I just came up with the perfect plan. Once i'm a dentist i'm going to offer dad a million dollars to divorce mom.
i woke up to my roommate spraying cooking spray on my legs. fourth time this has happened. not cool.
He screamed "Hug me!" and dove into the bushes. How he gets laid every weekend is beyond me.
Just so you know you don't have to worry about me picking up any guys tonight. The Hilton is hosting guests from the North American Gay Volleyball Association and the Comic Palooza
if you really don't think our country's going to shit think of this. Exactly one year from now I will either be in law school or teaching young, impressionable kids, maybe even yours. Try to sleep after that.

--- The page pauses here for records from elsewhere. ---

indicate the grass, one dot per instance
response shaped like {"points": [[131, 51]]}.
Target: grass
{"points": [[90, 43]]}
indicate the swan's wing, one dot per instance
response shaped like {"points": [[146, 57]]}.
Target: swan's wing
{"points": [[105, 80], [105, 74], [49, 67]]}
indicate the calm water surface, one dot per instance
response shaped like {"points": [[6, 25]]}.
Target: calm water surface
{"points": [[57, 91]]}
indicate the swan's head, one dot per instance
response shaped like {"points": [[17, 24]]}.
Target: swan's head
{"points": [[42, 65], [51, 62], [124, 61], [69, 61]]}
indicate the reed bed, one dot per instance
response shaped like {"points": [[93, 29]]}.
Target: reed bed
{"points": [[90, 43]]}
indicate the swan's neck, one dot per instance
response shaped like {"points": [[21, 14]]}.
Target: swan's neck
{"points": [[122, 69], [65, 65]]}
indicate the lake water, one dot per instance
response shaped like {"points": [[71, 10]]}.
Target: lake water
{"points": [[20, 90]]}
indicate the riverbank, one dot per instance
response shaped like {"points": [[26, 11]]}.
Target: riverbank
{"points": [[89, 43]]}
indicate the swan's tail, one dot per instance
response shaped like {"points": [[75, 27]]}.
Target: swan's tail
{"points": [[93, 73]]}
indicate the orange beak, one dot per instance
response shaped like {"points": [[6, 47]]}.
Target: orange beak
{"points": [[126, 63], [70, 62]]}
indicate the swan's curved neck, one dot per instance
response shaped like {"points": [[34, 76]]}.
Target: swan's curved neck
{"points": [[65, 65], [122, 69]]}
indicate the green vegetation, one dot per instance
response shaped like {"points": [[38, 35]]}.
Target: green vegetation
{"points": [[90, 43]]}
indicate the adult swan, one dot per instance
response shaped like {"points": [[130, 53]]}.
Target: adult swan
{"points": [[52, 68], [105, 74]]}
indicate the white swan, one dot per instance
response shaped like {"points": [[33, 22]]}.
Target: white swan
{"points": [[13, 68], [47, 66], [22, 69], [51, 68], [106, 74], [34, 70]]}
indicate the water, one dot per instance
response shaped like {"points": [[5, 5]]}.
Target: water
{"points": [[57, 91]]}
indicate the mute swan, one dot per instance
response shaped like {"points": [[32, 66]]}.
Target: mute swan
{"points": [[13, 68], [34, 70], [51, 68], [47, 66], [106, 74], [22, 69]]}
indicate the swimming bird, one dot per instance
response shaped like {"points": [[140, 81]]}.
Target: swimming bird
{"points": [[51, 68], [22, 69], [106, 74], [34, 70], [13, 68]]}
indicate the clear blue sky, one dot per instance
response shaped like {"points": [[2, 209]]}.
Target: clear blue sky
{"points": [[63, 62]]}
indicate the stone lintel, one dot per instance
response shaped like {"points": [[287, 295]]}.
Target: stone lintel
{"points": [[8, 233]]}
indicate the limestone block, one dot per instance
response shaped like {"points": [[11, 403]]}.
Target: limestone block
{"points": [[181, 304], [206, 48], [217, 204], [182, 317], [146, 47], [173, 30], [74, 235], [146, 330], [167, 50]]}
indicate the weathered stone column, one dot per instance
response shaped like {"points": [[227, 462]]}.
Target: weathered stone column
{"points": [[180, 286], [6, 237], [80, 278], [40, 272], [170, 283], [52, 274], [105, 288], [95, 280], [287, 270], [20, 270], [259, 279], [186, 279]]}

We ended up sleeping in the emergency room for safety (you know, well lit, cameras..) and then an ambulance drove us to the train station around 4am. great last night in australia.
I'm going to try to be reasonable tonight and keep my drink count out of double digits
Holy fucking shit the worst thing for a hangover ever--A FUCKING BOLLYWOOD MOVIE BLARING IN CLASS
Dude I'm driving around California right now hiding little bags of weed in random places like Easter eggs so that I can come back and find them later
It's been two dates and she just invited me to her aunts funeral. I can't even. Who the fuck does that? I need to drink I'm coming to get you in 5
I'm not sure... But I think I just found a porno I starred in during my black out week of '08.
We ran out of toilet paper so Ive been using coffee filters
Not to make this awkward, but if we ever have sex (perhaps drunkenly), all i'm gonna be able to think about is how sexy our kids would be.
My ex's sister asked me to be her date to Thanksgiving. Should I go?
Threesome!
Grandma had me open the boxes that were delivered today. She got a sex swing, I've settled on "You go girl" as my official reaction.